L’intérêt de cette construction est ici de proposer une grille de lecture qui articule finement les deux dimensions fondamentales d’un système de transport : dans ce cas, le « cadre fonctionnel » renvoie évidemment à l’offre de transport alors que le « cadre d’usage » renvoie à la demande. Bien entendu, offre et demande sont évoquées ici avec un contenu social évident qui ne saurait réduire la première à l’énoncé technico-économique des conditions de prix, de temps de parcours et de coûts de production, ni la seconde à un volume de voyageurs.

Cette construction appelle également la prise en considération sans exclusive de champs d’analyse, d’échelles temporelles ou spatiales variées. Pour retracer l’histoire de la communication, Patrice Flichy (1991) évoque ainsi tout aussi bien les contraintes techniques que l’imaginaire collectif. Il s’appuie tout autant sur les évolutions de long terme des modes de vie que sur les événements instantanés de la vie des inventeurs. Il mobilise à la fois la conjoncture économique mondiale et les transformations urbaines de telle ou telle ville américaine.

Malgré ces apports, cette grille de lecture transversale reste par essence très orientée vers la compréhension du processus de définition d’un objet technique. En cela, elle n’est que partiellement adaptée à l’analyse des relations qu’entretiennent la grande vitesse ferroviaire et la société. En effet, on retiendra du TGV trois caractéristiques expliquant cette relative inadéquation. La première tient à ce que le TGV, en tant qu’objet, est d’abord un train très classique. Il s’inscrit dans un processus d’innovation, largement incrémental et d’ampleur plutôt limitée, qui le distingue fortement des exemples souvent utilisés de l’apparition de l’électricité, du téléphone ou de l’ordinateur. Le TGV est en effet une adaptation directe des techniques ferroviaires classiques. La mise au point, très rapide, d’un prototype opérationnel puis des véhicules mis en exploitation ne semble faire apparaître presque aucun de ces “saillants rentrants” (reverse salients), ces points durs dont le dépassement marque le processus d’innovation caractéristique des grands systèmes techniques selon Thomas Hughes (1998). Seuls, et ce n’est pas négligeable, les concepts commerciaux d’exploitation présentent de réelles originalités, sur lesquelles on reviendra au chapitre 3.

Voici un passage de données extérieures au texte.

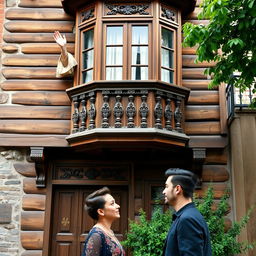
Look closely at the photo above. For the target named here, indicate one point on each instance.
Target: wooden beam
(34, 202)
(43, 26)
(30, 60)
(45, 48)
(207, 141)
(203, 97)
(35, 126)
(41, 98)
(25, 169)
(198, 128)
(34, 37)
(193, 73)
(29, 73)
(29, 187)
(215, 173)
(37, 14)
(32, 240)
(30, 112)
(196, 84)
(32, 220)
(202, 113)
(36, 85)
(28, 140)
(32, 253)
(189, 61)
(40, 3)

Découlant de cette réalité, une seconde caractéristique est que la grande vitesse est un service avant que d’être un objet matériel. Cela est également vrai pour les exemples précédents alors que, paradoxalement, et en dépit de l’introduction de la notion de « cadre d’usage », c’est leur qualité d’objet qui va plutôt focaliser l’attention. L’histoire du téléphone par exemple, analysera comment, parmi les usages sociaux possibles de la transmission du son, la conversation à distance l’emportera. Mais, et c’est là que la qualité d’objet l’emporte, elle insistera beaucoup sur les conséquences de cette bifurcation en termes de structuration du réseau (réseau maillé plutôt qu’en arbre), en termes de design de l’appareil (l’écouteur individuel avec le micro associé, etc.). Les relations du TGV à la société transitent semble-t-il de manière plus exclusive à travers les comportements de déplacement et les pratiques de mobilité qu’il permet, le niveau de confort offert à bord ou la structure du châssis (pourtant importante du point de vue de la sécurité) apparaissent plus secondaires.

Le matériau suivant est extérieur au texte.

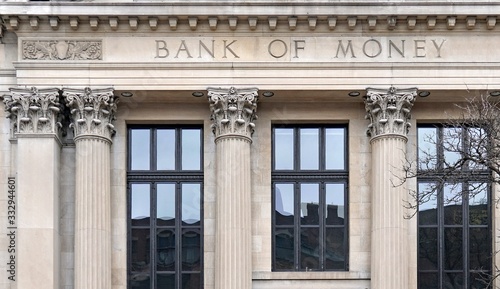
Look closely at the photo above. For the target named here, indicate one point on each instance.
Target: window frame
(154, 177)
(322, 177)
(464, 174)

La troisième caractéristique est la modestie de sa diffusion et, corrélativement, l’absence de monopole de cette technique relativement aux services qu’elle délivre. Cette dernière caractéristique distingue fortement le TGV d’autres Macro-Systèmes Techniques (Gras, 1997), électrique ou électronique en particulier évoqués par Renate Mayntz (1995) par exemple et bien entendu Thomas Hugues (1983) (7). Il est en effet entendu que le monde serait à peu de chose près identique à ce qu’il est même si la grande vitesse ferroviaire n’existait pas. De la même manière, entre la voiture sur autoroute et l’avion, le TGV n’offre pas des performances ni des possibilités de déplacement absolument irremplaçables.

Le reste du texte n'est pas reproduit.